What we did find were friendly people, after a point. We stood out here fairly obviously -- too tall, too pink, Nancy blonde -- and we attracted attention. On the main street, at the cemetery (looking for names) and at the church, people just approached us and asked who we were.
Our answer was well received: long conversations, handshakes (rare in the north) and even hugs and kisses (never, except from family, in the north) from old ladies. Everyone wanted to know my family's surnames, everyone knew someone by that name. The archivist at city hall was a bit more analytical, he quickly printed out all the records he had in his stacks and opined on other places to look. "LaPiana," he said, was a name from Filogaso, but "Manduca" was from San Nicola di Crisso, the town on the next hilltop.
Our main obstacle was not cheats, or thieves, as people in Lucca had warned us about, but the falloff in our language comprehension.

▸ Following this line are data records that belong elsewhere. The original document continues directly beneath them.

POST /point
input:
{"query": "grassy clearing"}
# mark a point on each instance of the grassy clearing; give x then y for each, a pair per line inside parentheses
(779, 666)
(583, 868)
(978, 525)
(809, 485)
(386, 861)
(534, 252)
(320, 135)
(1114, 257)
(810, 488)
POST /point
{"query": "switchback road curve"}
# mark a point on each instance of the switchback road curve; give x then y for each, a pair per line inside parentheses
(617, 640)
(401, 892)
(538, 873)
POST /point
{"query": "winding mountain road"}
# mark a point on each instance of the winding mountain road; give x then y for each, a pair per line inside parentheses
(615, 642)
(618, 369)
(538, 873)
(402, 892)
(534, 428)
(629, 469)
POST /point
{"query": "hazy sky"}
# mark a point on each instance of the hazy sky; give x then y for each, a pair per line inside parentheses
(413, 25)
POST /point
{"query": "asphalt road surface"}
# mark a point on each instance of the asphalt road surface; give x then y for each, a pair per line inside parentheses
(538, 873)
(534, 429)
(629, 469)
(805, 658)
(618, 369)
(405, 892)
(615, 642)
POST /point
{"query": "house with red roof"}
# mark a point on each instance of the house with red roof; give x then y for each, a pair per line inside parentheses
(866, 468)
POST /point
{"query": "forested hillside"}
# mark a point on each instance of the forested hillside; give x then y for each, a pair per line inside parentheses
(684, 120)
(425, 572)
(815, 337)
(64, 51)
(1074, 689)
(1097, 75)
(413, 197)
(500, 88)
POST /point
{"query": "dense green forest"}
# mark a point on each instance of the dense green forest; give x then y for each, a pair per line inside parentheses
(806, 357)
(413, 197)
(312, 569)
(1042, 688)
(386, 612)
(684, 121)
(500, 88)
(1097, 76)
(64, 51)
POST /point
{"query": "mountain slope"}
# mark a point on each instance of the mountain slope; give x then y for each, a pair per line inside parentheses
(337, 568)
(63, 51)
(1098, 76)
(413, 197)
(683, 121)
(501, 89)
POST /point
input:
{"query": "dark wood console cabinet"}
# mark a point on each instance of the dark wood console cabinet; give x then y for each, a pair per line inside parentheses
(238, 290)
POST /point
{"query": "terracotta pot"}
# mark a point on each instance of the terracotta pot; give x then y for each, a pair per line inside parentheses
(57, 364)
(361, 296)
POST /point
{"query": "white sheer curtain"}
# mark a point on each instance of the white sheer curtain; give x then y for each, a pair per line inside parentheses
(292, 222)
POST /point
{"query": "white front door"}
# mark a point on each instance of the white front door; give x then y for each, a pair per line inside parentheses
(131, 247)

What would have been a walk in the park north of Napoli became a rollercoaster in Calabria. Our school Italian was always understood, but the other side came in many flavors. Clerks and shopkeepers generally had an accented Italian available for us, but the old folks on the street could run on with very heavy accents and (we thought) some words taken from the regional dialect. English was never on the table, except at our hotel in Vibo Valencia, the nearby city.
The land was much more verdant that we had excepted, at least at this time of year. Thunderstorms came and left, leaving sunny and warm, humid days. We didn't see much abject poverty (like in Naples) but people did complain about a lack of jobs, especially for young people. Many of the local business making building materials had shut down, and we saw an unusually large number of unfinished houses and apartments.